Hidupku terasa semakin pupus tak berdaya setelah keterangan yang kuterima. Aku seakan bagaikan satu jiwa yang tak berati lagi. Terbang tinggi bagaikan kapas tertiup angin. Hingga saatnya lenyap ditelan panasnya bumi.

Dan hal yang paling meyesakkan dadaku adalah seketika kudapati sosok Beny mencoba lari dari kehidupananya. Dia telah menghilang bagaikan seorang pesulap yang mencoba melarikan diri dari kerumunan para penonton. Dan lenyap dari pandangan. Kabar terakhir yang kutahu adalah Beny telah pergi keluar negeri. Seakan ia mencoba melarikan diri dari kehidupanku. Lari dari tanggung jawab yang telah ia tularkan dari penyakitnya.

***

Hari pun kembali berganti hari. Mencoba mengugurkan satu cerita yang pernah kualami. Menggantinya dengan lembaran baru yang kusongsong untuk masa depanku. Dengan satu harapan baru yang akan kualami.

Kini hari - hariku kucoba penuhi sebagai seorang aktivis sebuah LSM bidang kesehatan HIV-AIDS. Seakan aku mulai tersadar dengan kenyataan yang kualami ini. Dalam pikiranku mulai muncul satu kepastian.
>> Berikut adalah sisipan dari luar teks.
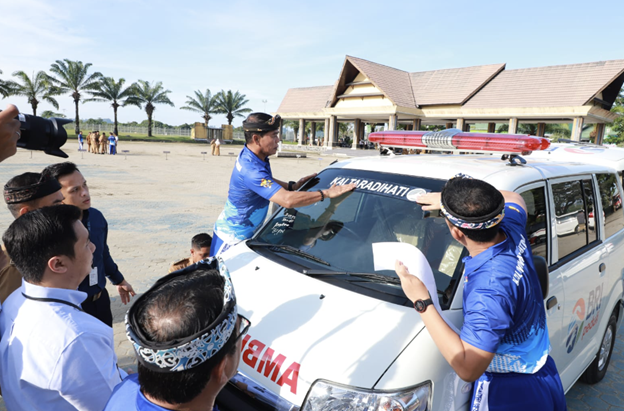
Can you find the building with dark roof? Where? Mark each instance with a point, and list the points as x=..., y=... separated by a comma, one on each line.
x=368, y=92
Kepastian untuk kembali memperbaiki diri untuk menjadi pribadi yang lebih positif. Seakan mungkin aku mencoba untuk melakukannya karena kesalahan yang pernah kualami sebelumnya.

“Mungkin Allah telah menegurku dengan cambukan penyakit yang kuderita ini. Namun, setidaknya kuingin agar orang-orang seperti Beny tak kembali menularkan aksinya. Dan kuharapa agar tak akan kembali terlahir cerita-cerita Ririn lainnya.”, batinku.

Kucoba sejenak menghela nafas panjangku. Mencoba mensyukuri sejenak akan hikmah yang bisa kuambil dari cerita ini.Mensyukuri sisa-sisa anugerah Ilahi yang tetap masih Allah berikan dari jejak langkahku ini. Dan kutengadahan doa di akhir sholatku ini. Sebuah akhir doa yang kucoba untuk tetap tegar dalam satu kepastian yang telah kualami ini.

“Ya Allah maafkanlah hambamu ini… . Jika mungkin semua ini kau berikan agar aku dapat kembali di jalan cinta-Mu. Kucoba untuk tetap ikhlas menerimanya. Berikanlah hamba kekuatan untuk tetap berada di jalan cinta-Mu. Aminn…”, pintaku dalam hati di ujung doa.